Moreover, the majority noted in Vavilov that “[t]he specialized expertise and experience of administrative decision makers may sometimes lead them to rely, in interpreting a provision, on considerations that a court would not have thought to employ but that actually enrich and elevate the interpretive exercise” (Vavilov, at para. 119). This is subject to the proviso that an administrative decision-maker cannot reverse engineer its interpretive exercise to achieve a desired result (Vavilov, at para 121; 2020 FCA 100, at para. 49). Subject to that proviso, one can imagine scenarios in which administrative decision-makers have “specialized expertise and experience” about the interaction of international law and domestic law.

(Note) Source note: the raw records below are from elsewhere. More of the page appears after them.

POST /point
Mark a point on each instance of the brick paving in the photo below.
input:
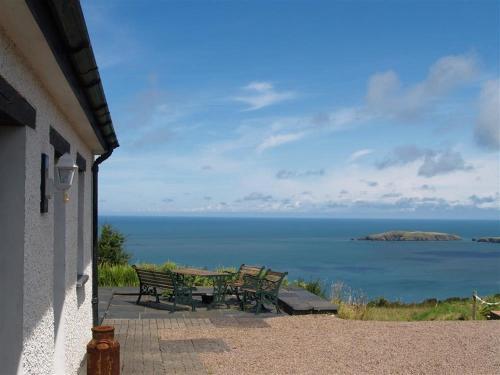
(152, 335)
(146, 349)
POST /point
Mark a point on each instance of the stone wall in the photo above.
(38, 356)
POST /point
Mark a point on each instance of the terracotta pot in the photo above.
(103, 352)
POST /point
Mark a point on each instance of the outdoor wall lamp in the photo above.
(64, 173)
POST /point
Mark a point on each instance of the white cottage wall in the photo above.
(38, 314)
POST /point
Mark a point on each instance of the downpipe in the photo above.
(95, 236)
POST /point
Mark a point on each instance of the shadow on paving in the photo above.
(120, 303)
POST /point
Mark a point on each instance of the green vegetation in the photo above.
(114, 271)
(120, 275)
(111, 247)
(353, 306)
(399, 235)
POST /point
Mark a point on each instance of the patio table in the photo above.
(219, 281)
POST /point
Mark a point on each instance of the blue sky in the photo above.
(299, 108)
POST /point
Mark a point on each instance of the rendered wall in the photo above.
(12, 164)
(38, 309)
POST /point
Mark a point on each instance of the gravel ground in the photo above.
(317, 344)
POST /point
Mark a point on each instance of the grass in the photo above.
(124, 275)
(381, 309)
(352, 303)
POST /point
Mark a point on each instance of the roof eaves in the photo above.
(64, 28)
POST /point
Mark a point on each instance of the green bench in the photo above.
(262, 289)
(237, 282)
(150, 282)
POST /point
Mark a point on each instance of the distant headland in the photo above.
(487, 239)
(398, 235)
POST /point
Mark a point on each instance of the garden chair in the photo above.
(171, 284)
(234, 285)
(263, 290)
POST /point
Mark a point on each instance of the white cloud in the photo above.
(441, 163)
(487, 130)
(359, 154)
(278, 140)
(387, 97)
(263, 94)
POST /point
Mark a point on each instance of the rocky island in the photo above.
(410, 236)
(488, 239)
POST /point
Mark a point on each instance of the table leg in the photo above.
(220, 288)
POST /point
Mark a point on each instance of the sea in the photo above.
(326, 250)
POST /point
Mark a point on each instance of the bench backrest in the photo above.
(246, 269)
(271, 281)
(157, 279)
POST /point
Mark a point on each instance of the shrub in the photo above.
(111, 247)
(117, 275)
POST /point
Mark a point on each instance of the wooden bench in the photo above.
(152, 281)
(263, 289)
(233, 286)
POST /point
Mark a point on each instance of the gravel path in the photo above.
(317, 344)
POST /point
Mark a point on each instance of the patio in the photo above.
(228, 341)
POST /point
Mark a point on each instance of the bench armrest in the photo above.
(252, 282)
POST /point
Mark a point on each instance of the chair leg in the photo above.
(140, 295)
(243, 301)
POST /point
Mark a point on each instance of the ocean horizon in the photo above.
(325, 249)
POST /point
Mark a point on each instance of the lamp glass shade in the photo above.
(65, 169)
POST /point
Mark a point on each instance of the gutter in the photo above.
(95, 235)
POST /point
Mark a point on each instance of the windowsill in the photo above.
(81, 280)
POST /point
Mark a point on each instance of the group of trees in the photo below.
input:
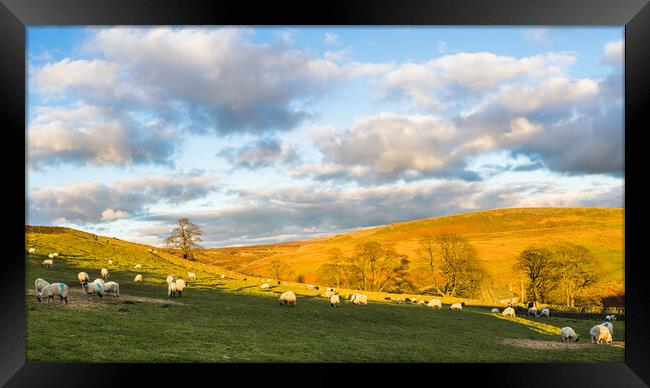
(446, 265)
(557, 273)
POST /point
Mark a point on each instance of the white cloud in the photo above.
(614, 53)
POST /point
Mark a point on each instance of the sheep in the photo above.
(112, 288)
(600, 334)
(435, 303)
(96, 287)
(567, 334)
(39, 284)
(53, 289)
(180, 286)
(609, 327)
(360, 299)
(457, 306)
(288, 299)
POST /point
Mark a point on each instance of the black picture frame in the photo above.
(16, 15)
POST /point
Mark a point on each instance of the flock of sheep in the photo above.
(600, 334)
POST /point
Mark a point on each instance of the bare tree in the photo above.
(450, 264)
(574, 268)
(185, 237)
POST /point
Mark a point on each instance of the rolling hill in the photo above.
(498, 236)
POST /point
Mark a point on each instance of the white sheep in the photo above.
(360, 299)
(96, 287)
(112, 288)
(609, 327)
(600, 334)
(39, 284)
(435, 303)
(288, 299)
(52, 290)
(457, 306)
(567, 334)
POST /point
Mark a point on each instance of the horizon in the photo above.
(266, 135)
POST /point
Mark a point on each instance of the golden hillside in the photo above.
(498, 236)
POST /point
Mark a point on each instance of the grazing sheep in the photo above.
(360, 299)
(600, 334)
(180, 286)
(609, 327)
(52, 290)
(457, 306)
(96, 287)
(112, 288)
(39, 284)
(435, 303)
(288, 299)
(567, 334)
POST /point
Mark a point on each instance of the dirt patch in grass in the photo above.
(76, 299)
(551, 345)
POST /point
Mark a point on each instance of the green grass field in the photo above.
(232, 320)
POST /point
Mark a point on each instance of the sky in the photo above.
(271, 134)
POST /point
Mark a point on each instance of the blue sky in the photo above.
(273, 134)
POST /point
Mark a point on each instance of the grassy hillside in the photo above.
(498, 236)
(232, 320)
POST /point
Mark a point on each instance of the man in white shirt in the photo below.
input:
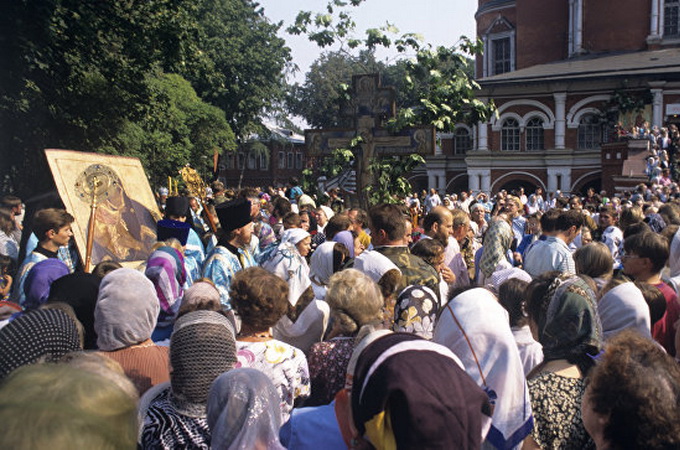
(432, 200)
(553, 253)
(612, 236)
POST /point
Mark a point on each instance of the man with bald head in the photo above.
(439, 224)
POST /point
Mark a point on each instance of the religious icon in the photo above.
(124, 225)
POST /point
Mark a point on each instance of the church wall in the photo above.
(632, 16)
(542, 31)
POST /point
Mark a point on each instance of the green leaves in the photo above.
(390, 185)
(95, 76)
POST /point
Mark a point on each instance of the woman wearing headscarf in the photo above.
(243, 412)
(351, 241)
(307, 318)
(43, 335)
(261, 299)
(174, 416)
(409, 393)
(289, 263)
(563, 318)
(39, 280)
(416, 311)
(124, 318)
(624, 307)
(497, 242)
(79, 290)
(475, 327)
(165, 269)
(386, 275)
(355, 300)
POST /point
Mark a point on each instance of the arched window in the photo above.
(589, 132)
(671, 19)
(534, 134)
(461, 141)
(510, 135)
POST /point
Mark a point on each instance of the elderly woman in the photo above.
(475, 327)
(174, 416)
(355, 301)
(40, 279)
(632, 398)
(416, 311)
(563, 318)
(44, 335)
(124, 318)
(243, 411)
(399, 380)
(386, 275)
(494, 252)
(511, 295)
(623, 307)
(61, 406)
(261, 299)
(165, 269)
(289, 263)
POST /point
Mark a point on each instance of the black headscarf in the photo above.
(79, 290)
(412, 392)
(43, 335)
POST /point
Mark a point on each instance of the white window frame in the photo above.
(252, 161)
(459, 134)
(488, 65)
(516, 135)
(670, 10)
(591, 140)
(529, 129)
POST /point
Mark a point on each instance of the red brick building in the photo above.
(285, 157)
(555, 69)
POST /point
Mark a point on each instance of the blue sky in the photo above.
(440, 22)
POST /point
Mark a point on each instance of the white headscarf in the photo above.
(476, 328)
(674, 261)
(322, 265)
(126, 311)
(293, 236)
(243, 410)
(374, 264)
(289, 265)
(308, 329)
(624, 307)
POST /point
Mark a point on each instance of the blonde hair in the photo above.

In such scenarios, the courts should not too readily leap to the conclusion that the administrative decision-maker unreasonably analyzed the relevant statutory provisions and international obligations. This will be especially true where the relevance of international law depends on “the circumstances of the case”, with which the administrative decision-maker will generally be more familiar than the reviewing court. If the administrative decision-maker can provide a reasoned justification for its use of international law (which may include an explanation of its view of the presence of latent ambiguity), judicial intervention is less likely to be appropriate.

Given the Supreme Court’s failure to explicitly discuss the relationship between Entertainment Software Association and Vavilov, the foregoing is necessarily somewhat speculative. However, taken together, these cases may the basis for a (slightly) more expansive role for international law in administrative decision-making, in at least some cases.

This content has been updated on September 19, 2022 at 17:21.